Jakarta | Jabar Pos – Jumlah pegawai Komdigi yang ditangkap atas tuduhan melindungi situs judi online hingga kini terus bertambah mencapai 16 orang.
Walau pemerintah menyebut penangkapan ini merupakan upaya untuk memberantas judi online, tapi sebagian kalangan yakin persoalan ini todak akan mudah tuntas, jika penindakannya saja tidak menyentuh ke akarnya yaitu para bandar dan pengendali utamanya.
Judi online merupakan salah satu persoalan prioritas yang masuk dalam 100 hari pertama pemerintahan Prabowo Subianto.

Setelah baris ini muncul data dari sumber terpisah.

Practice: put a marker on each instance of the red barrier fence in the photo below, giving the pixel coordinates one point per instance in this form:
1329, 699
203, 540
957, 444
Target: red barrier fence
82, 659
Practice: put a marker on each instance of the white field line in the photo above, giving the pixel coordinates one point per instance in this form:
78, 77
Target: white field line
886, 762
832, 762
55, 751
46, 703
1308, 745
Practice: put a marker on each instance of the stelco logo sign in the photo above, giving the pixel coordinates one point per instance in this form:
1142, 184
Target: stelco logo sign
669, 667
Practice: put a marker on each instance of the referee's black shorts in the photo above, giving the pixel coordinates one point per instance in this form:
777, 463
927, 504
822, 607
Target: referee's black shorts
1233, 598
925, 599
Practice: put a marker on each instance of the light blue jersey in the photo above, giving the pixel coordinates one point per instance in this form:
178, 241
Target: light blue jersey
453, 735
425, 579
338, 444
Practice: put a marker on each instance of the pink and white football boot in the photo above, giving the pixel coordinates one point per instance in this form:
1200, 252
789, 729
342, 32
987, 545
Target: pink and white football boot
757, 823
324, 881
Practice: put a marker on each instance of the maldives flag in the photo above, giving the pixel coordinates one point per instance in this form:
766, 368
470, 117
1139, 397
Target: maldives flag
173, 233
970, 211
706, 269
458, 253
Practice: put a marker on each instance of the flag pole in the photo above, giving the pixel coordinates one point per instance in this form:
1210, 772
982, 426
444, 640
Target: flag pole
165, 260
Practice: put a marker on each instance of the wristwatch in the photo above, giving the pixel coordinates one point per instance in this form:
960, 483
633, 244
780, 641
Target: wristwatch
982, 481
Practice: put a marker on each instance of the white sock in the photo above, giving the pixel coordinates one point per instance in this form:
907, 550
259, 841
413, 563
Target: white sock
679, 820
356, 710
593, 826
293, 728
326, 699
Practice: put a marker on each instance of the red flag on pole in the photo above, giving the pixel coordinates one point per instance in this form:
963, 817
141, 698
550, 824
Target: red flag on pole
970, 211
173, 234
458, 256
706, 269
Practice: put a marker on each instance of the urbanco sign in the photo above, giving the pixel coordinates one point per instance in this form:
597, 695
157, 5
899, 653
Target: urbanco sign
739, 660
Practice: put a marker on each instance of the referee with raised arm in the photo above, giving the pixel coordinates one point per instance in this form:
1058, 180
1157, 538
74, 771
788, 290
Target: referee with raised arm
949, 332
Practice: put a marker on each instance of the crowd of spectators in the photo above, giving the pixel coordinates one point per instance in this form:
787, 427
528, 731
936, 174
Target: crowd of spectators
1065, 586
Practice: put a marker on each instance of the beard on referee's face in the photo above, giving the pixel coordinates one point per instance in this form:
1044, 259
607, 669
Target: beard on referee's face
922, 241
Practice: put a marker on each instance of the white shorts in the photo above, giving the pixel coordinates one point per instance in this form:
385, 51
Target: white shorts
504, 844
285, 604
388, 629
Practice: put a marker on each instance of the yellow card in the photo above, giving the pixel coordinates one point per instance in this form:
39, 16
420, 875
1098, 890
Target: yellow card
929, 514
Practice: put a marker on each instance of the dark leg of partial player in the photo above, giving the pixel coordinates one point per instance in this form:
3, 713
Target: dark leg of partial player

Menko Polkam Budi Gunawan, membentuk unit khusus yang dipimpin Kepala Polri Jenderal Listyo Sigit. Tugas utama unit ini ialah memberantas judi online.
Belakangan ini berbagai penangkapan pun terjadi di sejumlah daerah.
Belum lama ini Di Sukabumi dan Bogor, Jawa Barat, kepolisian menangkap pembuat konten media sosial atas tuduhan mempromosikan judi online.
Di Jakarta, akhir pekan lalu, penangkapan juga dilakukan terhadap belasan pegawai Komdigi, orang-orang yang selama ini tidak dianggap terlibat dalam jaringan judi online di Indonesia.
Mereka dituduh secara sengaja dengan tidak memblokir situs-situs judi online agar mendapat imbalan uang.
Bisakah Pemerintah Memutus Rantai Judi Online?
Judi online secara spesifik dilarang oleh UU
Informasi dan Transaksi Elektronik (ITE) versi terbaru, nomor 1 tahun 2024. Beleid itu memuat dua pasal yang terkait judi online.
Pasal 27 ayat (2) melarang setiap orang mendistribusikan atau menawarkan informasi atau dokumen elektronik yang memiliki muatan perjudian.
Setiap orang yang melanggar pasal tersebut, diancam hukuman penjara paling lama 10 tahun dan denda maksimal Rp10 miliar, seperti diatur dalam Pasal 45 ayat (3).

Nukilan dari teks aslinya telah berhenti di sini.